Old Bud asked Chris what other writers he was into and he mentioned some great ones- Joe Clifford, Isaac Kirkman, (another Don of the Tucson Noir Mafia) Brian Panowich, a pair of “Chris”es – Leek and Irvin, Chuck Regan and Ryan the Walnuts Sayles. And me.
But here is my dirty little secret, I consider these other guys to not only be pretty damn good writers but serious ones as well. I write, and have for a number of years yet I don’t consider myself a writer. Yeah, I used to write a newspaper column in Oregon that I got paid (little) for. And I had a gig writing for a blog that again, earned me a small amount of compensation. I have also had a book of poetry published that has sold about 104 copies and that is due to the fact that it was a pairing of chapbooks and the other fellows subsequent collection went on to be nominated for both a Pulitzer and a National Book Award.
Because of his stature in the Poetry World, we did a number of readings around Oregon. Looking back on them, they were excruciating. There were always middle aged woman at these readings who wore pinched up looks and I kept waiting for them to shout out right in the middle of a poem, “Your writing sucks!” It never happened but I know that’s what they thought. I have come to the conclusion that poetry is subjective and that at least half the people that attend poetry readings are there just to be critics. It didn’t matter than someone would buy a copy of the book; ask me to sign it telling me that one of my poems touched them in some profound way. I would still remember that woman in the second row with curly hair streaked with grey, Teva sandals and the North Face jacket that spent the entire night looking like her hemorrhoids were inflamed.
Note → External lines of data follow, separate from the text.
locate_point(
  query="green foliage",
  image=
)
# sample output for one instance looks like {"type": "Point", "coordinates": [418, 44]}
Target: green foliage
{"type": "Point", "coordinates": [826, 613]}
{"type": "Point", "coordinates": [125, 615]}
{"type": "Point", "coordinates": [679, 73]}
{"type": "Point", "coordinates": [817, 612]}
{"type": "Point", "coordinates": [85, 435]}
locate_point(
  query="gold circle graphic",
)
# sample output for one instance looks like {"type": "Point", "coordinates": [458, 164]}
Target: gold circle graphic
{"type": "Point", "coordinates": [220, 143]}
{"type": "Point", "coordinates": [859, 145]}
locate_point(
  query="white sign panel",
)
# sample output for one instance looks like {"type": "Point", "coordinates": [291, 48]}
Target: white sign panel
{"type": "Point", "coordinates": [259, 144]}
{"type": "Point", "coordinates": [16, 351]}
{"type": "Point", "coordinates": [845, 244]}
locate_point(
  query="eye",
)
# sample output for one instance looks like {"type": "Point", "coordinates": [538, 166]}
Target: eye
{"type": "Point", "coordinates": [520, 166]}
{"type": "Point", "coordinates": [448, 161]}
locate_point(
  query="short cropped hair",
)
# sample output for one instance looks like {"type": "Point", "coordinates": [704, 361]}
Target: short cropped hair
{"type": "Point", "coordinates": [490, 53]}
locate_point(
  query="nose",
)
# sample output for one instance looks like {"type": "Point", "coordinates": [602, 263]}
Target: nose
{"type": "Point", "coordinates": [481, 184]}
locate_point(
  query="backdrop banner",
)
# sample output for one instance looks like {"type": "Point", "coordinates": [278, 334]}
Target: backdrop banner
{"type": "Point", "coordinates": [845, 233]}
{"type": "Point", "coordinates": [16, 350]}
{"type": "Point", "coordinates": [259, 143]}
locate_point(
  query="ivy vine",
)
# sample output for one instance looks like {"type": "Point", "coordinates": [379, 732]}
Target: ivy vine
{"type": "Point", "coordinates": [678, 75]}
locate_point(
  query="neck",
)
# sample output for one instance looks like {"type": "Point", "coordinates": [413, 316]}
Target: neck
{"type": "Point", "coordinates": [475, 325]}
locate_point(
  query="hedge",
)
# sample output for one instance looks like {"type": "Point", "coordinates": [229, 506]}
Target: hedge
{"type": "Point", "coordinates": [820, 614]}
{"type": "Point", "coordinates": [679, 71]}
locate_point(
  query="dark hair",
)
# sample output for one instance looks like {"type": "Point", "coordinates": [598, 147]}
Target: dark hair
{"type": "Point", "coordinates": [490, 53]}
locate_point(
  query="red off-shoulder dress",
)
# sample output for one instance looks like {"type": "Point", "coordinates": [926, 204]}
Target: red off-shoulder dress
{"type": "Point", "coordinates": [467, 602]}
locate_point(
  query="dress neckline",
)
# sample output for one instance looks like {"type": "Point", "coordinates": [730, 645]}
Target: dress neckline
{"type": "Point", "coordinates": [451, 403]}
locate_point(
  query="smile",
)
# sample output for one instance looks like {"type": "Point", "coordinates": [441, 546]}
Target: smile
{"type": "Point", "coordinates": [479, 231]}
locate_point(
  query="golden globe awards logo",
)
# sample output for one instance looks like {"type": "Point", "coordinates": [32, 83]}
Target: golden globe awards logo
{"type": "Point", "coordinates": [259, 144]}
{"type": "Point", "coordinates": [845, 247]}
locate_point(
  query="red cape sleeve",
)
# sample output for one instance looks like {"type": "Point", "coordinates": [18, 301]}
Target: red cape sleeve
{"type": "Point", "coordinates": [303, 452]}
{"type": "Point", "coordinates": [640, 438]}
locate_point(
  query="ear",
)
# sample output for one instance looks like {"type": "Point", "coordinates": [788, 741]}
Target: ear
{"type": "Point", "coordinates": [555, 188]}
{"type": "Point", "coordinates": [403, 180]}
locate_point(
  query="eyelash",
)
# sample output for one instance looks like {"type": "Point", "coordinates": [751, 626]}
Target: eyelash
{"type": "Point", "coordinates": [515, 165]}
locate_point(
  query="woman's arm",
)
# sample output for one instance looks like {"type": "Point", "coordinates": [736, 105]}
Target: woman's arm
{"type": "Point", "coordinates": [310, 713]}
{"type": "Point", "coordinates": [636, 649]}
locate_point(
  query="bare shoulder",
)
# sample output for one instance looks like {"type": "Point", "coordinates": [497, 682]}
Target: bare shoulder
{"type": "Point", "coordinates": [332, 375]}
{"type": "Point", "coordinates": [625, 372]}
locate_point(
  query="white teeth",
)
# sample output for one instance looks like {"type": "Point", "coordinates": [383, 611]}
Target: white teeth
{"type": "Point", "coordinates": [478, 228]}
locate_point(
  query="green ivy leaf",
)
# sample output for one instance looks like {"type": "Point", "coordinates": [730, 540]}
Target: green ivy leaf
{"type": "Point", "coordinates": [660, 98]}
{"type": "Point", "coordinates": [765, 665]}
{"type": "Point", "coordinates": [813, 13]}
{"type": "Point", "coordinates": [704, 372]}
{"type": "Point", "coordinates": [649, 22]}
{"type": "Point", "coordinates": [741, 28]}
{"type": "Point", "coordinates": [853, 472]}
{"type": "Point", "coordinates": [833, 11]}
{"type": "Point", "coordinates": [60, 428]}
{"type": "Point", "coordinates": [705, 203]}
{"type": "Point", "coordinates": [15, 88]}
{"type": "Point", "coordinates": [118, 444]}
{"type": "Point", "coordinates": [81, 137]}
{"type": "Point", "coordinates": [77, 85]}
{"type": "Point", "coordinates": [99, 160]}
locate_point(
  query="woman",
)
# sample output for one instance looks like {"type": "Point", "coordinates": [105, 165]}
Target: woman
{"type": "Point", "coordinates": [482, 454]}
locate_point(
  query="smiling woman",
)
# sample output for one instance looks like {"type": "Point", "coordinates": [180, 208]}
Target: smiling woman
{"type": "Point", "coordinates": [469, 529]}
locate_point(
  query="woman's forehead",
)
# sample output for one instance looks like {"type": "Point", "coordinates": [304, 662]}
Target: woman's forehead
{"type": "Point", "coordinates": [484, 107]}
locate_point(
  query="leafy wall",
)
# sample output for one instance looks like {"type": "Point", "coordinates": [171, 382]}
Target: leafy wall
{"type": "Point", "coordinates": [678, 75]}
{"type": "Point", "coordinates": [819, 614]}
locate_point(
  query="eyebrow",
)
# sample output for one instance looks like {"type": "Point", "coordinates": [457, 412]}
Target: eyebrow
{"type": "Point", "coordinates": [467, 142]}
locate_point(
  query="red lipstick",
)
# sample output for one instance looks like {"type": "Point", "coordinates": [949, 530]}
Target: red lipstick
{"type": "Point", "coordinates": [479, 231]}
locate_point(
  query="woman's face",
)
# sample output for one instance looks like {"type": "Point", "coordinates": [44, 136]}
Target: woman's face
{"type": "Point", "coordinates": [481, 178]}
Poets themselves tended to be a touchy bunch, other than the fellow who I shared pages of the book with. He was a retired English professor who had grown up on his families Central Oregon cattle ranch and went off to New York to teach for thirty years. After retirement, he returned to the ranch and spent his days writing. He is a wonderful guy and in some circles considered a major poet. He was always supportive as hell and I sure enjoyed the fact that the profits we made from book sales at readings were immediately spent on beer at the nearest pub.
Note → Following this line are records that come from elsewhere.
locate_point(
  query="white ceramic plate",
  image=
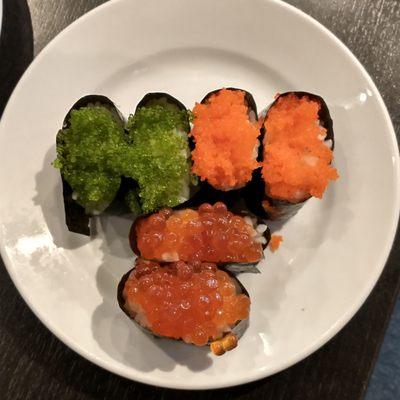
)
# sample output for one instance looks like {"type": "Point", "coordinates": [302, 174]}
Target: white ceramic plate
{"type": "Point", "coordinates": [333, 250]}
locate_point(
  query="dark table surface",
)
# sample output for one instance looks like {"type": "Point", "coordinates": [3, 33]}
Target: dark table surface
{"type": "Point", "coordinates": [36, 365]}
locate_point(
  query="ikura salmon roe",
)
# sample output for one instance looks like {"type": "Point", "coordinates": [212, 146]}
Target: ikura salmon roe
{"type": "Point", "coordinates": [297, 160]}
{"type": "Point", "coordinates": [195, 302]}
{"type": "Point", "coordinates": [210, 234]}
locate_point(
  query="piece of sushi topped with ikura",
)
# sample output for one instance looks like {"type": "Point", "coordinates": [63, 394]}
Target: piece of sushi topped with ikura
{"type": "Point", "coordinates": [209, 234]}
{"type": "Point", "coordinates": [297, 158]}
{"type": "Point", "coordinates": [194, 302]}
{"type": "Point", "coordinates": [226, 137]}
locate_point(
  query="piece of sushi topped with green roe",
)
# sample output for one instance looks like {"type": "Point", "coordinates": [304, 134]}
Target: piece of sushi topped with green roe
{"type": "Point", "coordinates": [91, 148]}
{"type": "Point", "coordinates": [160, 154]}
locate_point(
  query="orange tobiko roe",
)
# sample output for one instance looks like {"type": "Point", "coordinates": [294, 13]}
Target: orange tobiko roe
{"type": "Point", "coordinates": [226, 141]}
{"type": "Point", "coordinates": [275, 242]}
{"type": "Point", "coordinates": [211, 234]}
{"type": "Point", "coordinates": [297, 162]}
{"type": "Point", "coordinates": [194, 302]}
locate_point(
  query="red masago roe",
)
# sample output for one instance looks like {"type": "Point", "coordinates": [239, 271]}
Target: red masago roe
{"type": "Point", "coordinates": [194, 302]}
{"type": "Point", "coordinates": [210, 234]}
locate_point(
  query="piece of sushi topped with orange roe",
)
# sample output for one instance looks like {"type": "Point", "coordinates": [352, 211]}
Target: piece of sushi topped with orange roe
{"type": "Point", "coordinates": [194, 302]}
{"type": "Point", "coordinates": [297, 152]}
{"type": "Point", "coordinates": [226, 136]}
{"type": "Point", "coordinates": [209, 234]}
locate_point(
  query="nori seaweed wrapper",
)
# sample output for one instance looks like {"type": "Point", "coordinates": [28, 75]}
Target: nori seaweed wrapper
{"type": "Point", "coordinates": [76, 218]}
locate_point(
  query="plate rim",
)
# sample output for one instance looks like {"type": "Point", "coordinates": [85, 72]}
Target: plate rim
{"type": "Point", "coordinates": [329, 333]}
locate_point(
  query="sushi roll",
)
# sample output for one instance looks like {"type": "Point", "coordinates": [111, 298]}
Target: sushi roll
{"type": "Point", "coordinates": [88, 148]}
{"type": "Point", "coordinates": [208, 234]}
{"type": "Point", "coordinates": [160, 155]}
{"type": "Point", "coordinates": [193, 302]}
{"type": "Point", "coordinates": [297, 154]}
{"type": "Point", "coordinates": [226, 140]}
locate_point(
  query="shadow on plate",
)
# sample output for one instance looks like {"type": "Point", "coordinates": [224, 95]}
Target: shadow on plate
{"type": "Point", "coordinates": [49, 197]}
However, as I said, I grew weary of the surliness of poets and the majority of folks who attended readings. Maybe it was just Oregon; they tend to take their poetry seriously up there. Besides, I don’t like to read poetry so why was I writing it? Why not write what I liked to read? I sent my first attempt at crime fiction off to The Flash Fiction Offensive way back when Rey Gonzales was the editor. Much to my amazement, it was accepted. Wow, I thought this is easy stuff. A string of stories followed at the usual places. When I thought I was good enough, I tried submitting to some publications that paid. That’s when I found out the truth, I wasn’t that good.*
After moving to Tucson, Chris invited me to read with him, Isaac Kirkman and Rich Osburne who made a special trip from L.A.The room was packed and it was the first time I had read my crime fiction. It was an amazing time, and it was the first time I felt as if my work was being completely appreciated. It was a damn fine feeling. And seeing Isaac Kirkman read was incredible. That’s right; Isaac has to be seen to be believed. DeWildt read From Dead Animals and the entire thing was just magic.
So, I write, I’ve been published and had a few successes. Last year, the respected British crime writer Paul D. Brazill even added a story of mine that was at Shotgun Honey to his best of the year list. So, why don’t I consider myself a writer? For the same reason I can change my own oil and don’t think of myself as a mechanic- it’s not what I spend most of my time doing. The other guys DeWildt mentioned? They write. Sure, some of them have day jobs but they still find time to write and I suspect most of them to it daily. Will Aiken is a friend from Bend who is the finest writer I know. He would wait tables all night, come home and while his family was asleep he would write. Chris DeWildt is a teacher yet he finds time to write every day. I use my job and family as excuses not to write. I snatch pieces of time to write like a kid stealing from the cookie jar. Sometimes, I feel guilty for doing so. A recent lit reactor piece mentioned ten ways to evaluate your writing career. I failed every category miserably.
Really, as honored as I feel to have Chris mention me with a bunch of guys I really admire I don’t think I’m worthy. I might consider myself a writer when I earn a check for a story. Or when Joe Clifford accepts a first draft from me. Odds are I’ll cash a few checks before that happens.
Now go buy DeWildt’s books. That dude is a writer.
*editors note: Read Bill’s stuff. Not only is he a writer, he’s a damn fine one.